Location: Dairy and Functional Foods
Title: Computer simulation of energy use, greenhouse gas emissions and process economics of the fluid milk process Authors
Submitted to: Journal of Dairy Science
Publication Type: Peer Reviewed Journal
Publication Acceptance Date: January 25, 2013
Publication Date: May 1, 2013
Repository URL: http://handle.nal.usda.gov/10113/60320
Citation: Tomasula, P.M., Yee, W.C., Mcaloon, A.J., Nutter, D.W., Bonnaillie, L. 2013. Computer simulation of energy use, greenhouse gas emissions and process economics of the fluid milk process. Journal of Dairy Science. 96:3350-3368. Available: http://dx.doi.org/10.3168/jds.2012-6215 Interpretive Summary: Greenhouse gas (GHG) emissions from fluid milk production may have significant environmental impact, with the majority of GHGs produced by methane emissions by cows and manure. Off-farm activities, such as milk processing, packaging and refrigeration, contribute to the remaining GHG emissions in the form of energy-related carbon dioxide (CO2) emissions. Significant reductions in energy use would lower CO2 emissions and the costs associated with off-farm processes. However, processors need to know where the energy hotspots in their plants are located and if costly upgrades will significantly lower CO2 emissions. In this study, a computer model for the fluid milk process was created with input from the dairy industry. The model allows milk processors a way to test various changes in their plants to lower GHG emissions, as well as to instantly calculate the energy cost savings and their equipment costs to implement the changes.
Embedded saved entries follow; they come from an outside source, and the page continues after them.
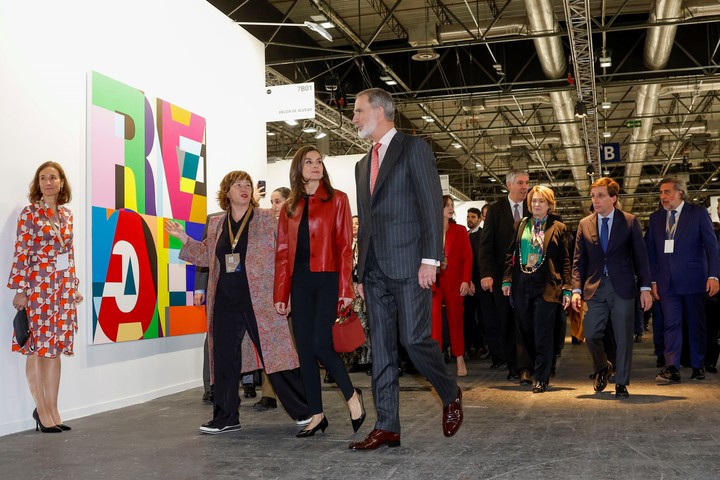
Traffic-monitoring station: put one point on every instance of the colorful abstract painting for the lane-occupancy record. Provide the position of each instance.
(147, 163)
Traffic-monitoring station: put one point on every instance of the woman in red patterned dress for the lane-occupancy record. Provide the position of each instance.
(43, 276)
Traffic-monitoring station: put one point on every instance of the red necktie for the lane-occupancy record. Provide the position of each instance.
(374, 166)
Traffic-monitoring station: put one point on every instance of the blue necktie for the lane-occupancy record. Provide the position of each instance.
(604, 234)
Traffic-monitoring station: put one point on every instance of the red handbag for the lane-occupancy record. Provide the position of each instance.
(348, 334)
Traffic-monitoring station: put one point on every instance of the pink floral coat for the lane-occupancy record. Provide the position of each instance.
(275, 339)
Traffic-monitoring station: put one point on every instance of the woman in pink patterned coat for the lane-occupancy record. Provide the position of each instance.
(43, 277)
(240, 251)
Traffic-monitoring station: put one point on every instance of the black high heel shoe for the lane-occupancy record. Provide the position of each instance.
(357, 422)
(42, 428)
(309, 433)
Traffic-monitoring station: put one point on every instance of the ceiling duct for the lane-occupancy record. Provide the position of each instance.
(658, 45)
(424, 36)
(679, 130)
(541, 19)
(503, 27)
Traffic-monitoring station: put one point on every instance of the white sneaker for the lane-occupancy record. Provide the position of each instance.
(210, 429)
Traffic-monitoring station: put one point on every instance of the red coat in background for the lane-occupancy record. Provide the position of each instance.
(458, 255)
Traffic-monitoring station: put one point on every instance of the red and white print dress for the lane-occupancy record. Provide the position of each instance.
(52, 312)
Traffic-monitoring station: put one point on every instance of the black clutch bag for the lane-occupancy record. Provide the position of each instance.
(22, 329)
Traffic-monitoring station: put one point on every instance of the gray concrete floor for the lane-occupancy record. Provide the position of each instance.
(663, 432)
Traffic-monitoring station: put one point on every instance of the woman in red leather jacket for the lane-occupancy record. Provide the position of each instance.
(453, 284)
(313, 268)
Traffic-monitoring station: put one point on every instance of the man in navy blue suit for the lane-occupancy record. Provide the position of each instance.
(683, 254)
(610, 263)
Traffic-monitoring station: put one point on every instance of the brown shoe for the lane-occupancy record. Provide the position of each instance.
(377, 438)
(452, 416)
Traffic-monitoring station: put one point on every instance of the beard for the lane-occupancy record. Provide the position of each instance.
(367, 129)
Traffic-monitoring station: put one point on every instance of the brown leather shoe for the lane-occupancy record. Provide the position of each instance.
(452, 416)
(377, 438)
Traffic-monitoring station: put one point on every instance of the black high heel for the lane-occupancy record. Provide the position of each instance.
(42, 428)
(357, 422)
(309, 433)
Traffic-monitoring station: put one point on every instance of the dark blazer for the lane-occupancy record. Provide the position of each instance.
(695, 256)
(626, 258)
(403, 218)
(555, 270)
(497, 235)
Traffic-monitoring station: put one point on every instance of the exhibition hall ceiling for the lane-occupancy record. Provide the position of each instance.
(496, 84)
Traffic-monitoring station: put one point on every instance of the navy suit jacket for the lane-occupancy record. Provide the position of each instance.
(497, 235)
(626, 258)
(695, 255)
(403, 217)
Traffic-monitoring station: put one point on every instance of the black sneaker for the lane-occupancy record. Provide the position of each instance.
(265, 403)
(668, 376)
(211, 428)
(249, 391)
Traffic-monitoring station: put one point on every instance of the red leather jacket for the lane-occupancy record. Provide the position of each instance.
(330, 226)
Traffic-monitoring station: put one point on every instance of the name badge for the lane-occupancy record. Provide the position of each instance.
(532, 259)
(232, 262)
(62, 261)
(669, 246)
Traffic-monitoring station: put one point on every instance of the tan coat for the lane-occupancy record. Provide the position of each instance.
(275, 339)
The ARS computer model will help the dairy industry realize its goal of reducing CO2 emissions by 25% per gallon of milk by the year 2020.
Technical Abstract: On-farm activities associated with fluid milk production contribute approximately 70% of total greenhouse gas (GHG) emissions while off-farm activities arising from milk processing, packaging, and refrigeration, contribute the remainder in the form of energy-related carbon dioxide (CO2) emissions. While several energy-savings measures have been implemented in fluid milk plants, process-specific measures are needed to lower energy use and CO2 emissions. In this study, using information provided by the dairy industry and equipment vendors, a customizable model of the fluid milk process was developed based on the SuperPro Designer software to benchmark the electrical and fuel energy consumption, CO2 emissions, and costs of current processes and, to test the feasibility of new processing concepts to lower energy and CO2 emissions with calculation of new capital and operating costs. The accuracy of the model in predicting total energy usage of the entire fluid milk process and the pasteurization step was validated using available literature and industry energy data. Computer simulation of small (47.6 million L/yr), medium (113.6 million L/yr) and large (227.1 million L/yr) processing plants predicted the carbon footprint of milk, defined as g CO2 equivalents/kg packaged milk, within 6% of the value (96 g CO2 equivalents/kg packaged milk) obtained in an industry conducted life cycle assessment and also showed, in agreement with the same study, that plant size had no impact on the carbon footprint of milk but that larger plants were more cost effective in producing milk. Sensitivity analysis performed on the pasteurization step showed that increasing the % regeneration of the pasteurizer would lower its energy usage by over 50% and that implementation of partial homogenization would lower energy usage of the process by 4%. It was also demonstrated that implementation of steps to lower non-process related electrical energy in the plant would be more effective in lowering energy use and CO2 emissions than fuel- related energy reductions. The model also predicts process-related water usage but this portion of the model was not validated due to a lack of data. The simulator model can serve as a benchmarking framework for current plant operations and a tool to test cost effective process upgrades or evaluate new technologies that improve the energy efficiency and lower the carbon footprint of milk processing plants.